Biographies et chants mystiques

Avec les rnam-thar (biographies) et les mgur (chants mystiques qui leur sont incorporés), on entre dans le domaine de la littérature pure. Lorsque les biographies contiennent des chants, ceux-ci alternent avec la narration en prose, selon le type exposé plus haut. Parfois même, les chants l’emportant sur la prose, les recueils s’appellent Collection de chants (mgur-’bum).

Le rnam-thar est plus qu’une biographie : c’est le récit des péripéties par lesquelles le saint est passé avant d’atteindre la libération. Ce récit doit servir de guide à ceux qui veulent suivre le même chemin. L’origine de ce genre littéraire n’est pas connue. On a pu y voir l’influence des vies de siddha indiens et de leurs chants mystiques (doha).

La grande époque de ce genre, sur un plan purement littéraire, est certainement celle qui va du xiiie au xvie s. C’est une époque d’explosion mystique : des religieux, en dehors des monastères, s’adonnent à la contemplation. Leur réussite spirituelle se traduit aux yeux du commun par des pouvoirs surnaturels. Parce qu’ils ont transcendé le monde des apparences, leur conduite ne lui est pas soumise : parfois, ils se qualifient eux-mêmes de « fous ». Leur biographie et leurs chants mystiques, conservés et transmis par la lignée de leurs disciples, furent ensuite rédigés par l’un d’eux : la part de création littéraire revenant à ce dernier est impossible à dire, mais indéniable. Pour certaines de ces biographies, le nom de « roman » conviendrait mieux : la légende formée autour du saint est bien loin de la réalité historique. On peut parfois le vérifier en comparant ces versions romancées aux biographies écrites par un contemporain du personnage. Les auteurs vivant, comme leur modèle, au contact du peuple, ils lui empruntent à la fois la forme (langue vivante et drue, versification) et des traits révélateurs de l’état de la société de leur époque, en même temps qu’ils puisent au fonds commun : proverbes, etc.
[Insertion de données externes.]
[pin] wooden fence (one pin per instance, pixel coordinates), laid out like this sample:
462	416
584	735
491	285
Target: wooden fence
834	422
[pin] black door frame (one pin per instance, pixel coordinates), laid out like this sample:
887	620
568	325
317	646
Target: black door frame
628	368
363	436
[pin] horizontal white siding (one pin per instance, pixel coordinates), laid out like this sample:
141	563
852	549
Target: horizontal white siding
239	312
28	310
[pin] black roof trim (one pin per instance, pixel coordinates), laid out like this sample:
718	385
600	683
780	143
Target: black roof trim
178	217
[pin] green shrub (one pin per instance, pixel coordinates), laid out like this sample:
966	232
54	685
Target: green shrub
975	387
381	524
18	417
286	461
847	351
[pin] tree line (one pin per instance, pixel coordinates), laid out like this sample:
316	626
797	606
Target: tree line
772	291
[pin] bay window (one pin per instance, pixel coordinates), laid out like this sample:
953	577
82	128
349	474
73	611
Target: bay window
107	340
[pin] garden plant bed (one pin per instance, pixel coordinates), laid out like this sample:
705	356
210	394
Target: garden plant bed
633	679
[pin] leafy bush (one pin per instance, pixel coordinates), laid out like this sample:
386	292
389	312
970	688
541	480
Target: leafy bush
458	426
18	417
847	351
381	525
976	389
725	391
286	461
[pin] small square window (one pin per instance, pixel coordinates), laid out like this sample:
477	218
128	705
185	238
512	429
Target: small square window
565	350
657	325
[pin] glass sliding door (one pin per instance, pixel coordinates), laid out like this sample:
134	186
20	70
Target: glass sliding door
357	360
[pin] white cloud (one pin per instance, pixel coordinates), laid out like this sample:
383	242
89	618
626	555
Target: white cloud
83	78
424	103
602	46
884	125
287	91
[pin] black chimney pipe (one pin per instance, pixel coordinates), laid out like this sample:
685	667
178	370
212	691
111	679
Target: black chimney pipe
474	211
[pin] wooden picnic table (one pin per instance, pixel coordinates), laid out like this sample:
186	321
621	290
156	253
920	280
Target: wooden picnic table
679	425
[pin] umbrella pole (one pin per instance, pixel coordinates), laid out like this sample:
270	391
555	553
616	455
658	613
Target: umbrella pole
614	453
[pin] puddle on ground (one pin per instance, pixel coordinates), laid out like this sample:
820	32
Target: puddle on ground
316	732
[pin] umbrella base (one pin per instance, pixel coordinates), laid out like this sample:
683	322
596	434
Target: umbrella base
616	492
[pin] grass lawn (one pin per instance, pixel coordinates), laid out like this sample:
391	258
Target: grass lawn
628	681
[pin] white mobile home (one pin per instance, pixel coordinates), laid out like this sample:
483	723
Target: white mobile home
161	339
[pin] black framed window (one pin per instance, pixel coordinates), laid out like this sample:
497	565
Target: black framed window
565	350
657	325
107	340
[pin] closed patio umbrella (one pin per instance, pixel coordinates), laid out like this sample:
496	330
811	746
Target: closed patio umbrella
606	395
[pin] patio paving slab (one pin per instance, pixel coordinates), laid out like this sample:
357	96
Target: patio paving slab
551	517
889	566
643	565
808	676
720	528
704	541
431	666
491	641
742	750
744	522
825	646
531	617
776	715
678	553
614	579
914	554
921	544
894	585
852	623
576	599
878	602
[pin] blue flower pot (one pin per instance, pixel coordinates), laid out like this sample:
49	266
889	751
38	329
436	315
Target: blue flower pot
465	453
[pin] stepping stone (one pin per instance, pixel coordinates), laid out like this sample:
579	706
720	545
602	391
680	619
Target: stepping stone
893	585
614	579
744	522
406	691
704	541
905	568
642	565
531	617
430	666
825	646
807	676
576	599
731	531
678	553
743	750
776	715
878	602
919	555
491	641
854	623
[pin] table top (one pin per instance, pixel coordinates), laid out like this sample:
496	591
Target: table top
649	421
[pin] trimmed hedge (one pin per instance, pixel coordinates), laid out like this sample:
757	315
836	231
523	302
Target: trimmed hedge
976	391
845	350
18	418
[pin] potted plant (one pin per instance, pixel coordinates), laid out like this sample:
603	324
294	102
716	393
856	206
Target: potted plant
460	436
Mis à part la Biographie de Rva Lotsava (écrite au xiie s. ?), les œuvres de ce type qui suscitent l’admiration la plus universelle, au Tibet comme en Occident, appartiennent à la même école religieuse, celle des Bha’brgyudpa : à commencer par les biographies et mgur de Marpa (1012-1097) et de Milarepa (v. 1040 - v. 1123), écrites par le « fou » du Tsang, Sangs-rgyas rgyal-mtshan (1452-1507). La dernière citée est sans conteste un des chefs-d’œuvre du genre, et peut-être de la littérature tibétaine. À la même époque, se rattachant à la même école et relevant de la même veine, on trouve l’autobiographie et les chants du « fou » de ’Brug, Kundga’ legs-pa (1455-1529), dont la verdeur de langage a parfois fait frémir le traducteur (R. A. Stein, Vie et chants de ’Brug-pa kun-legs le Yogin, 1972).

Jusqu’à nos jours, on retrouve cette tradition des saints inspirés, « fous », matérialisés dans leurs biographies et leurs chants. En dehors de ce courant mystique, la biographie (rnam-thar) est souvent figée : l’hagiographie devient pompeuse et, pour tout dire, ennuyeuse, même si elle gagne parfois en véracité historique. On ne retrouve la verdeur de langage, la vivacité de l’expression que dans les autobiographies, où la verve sarcastique des Tibétains se fait jour : Bka’-chems du Si-tu Byang-chub rgyal-mtshan (1302-1364), Dukula’i gos-bzang du cinquième dalaï-lama (1617-1682), entre autres.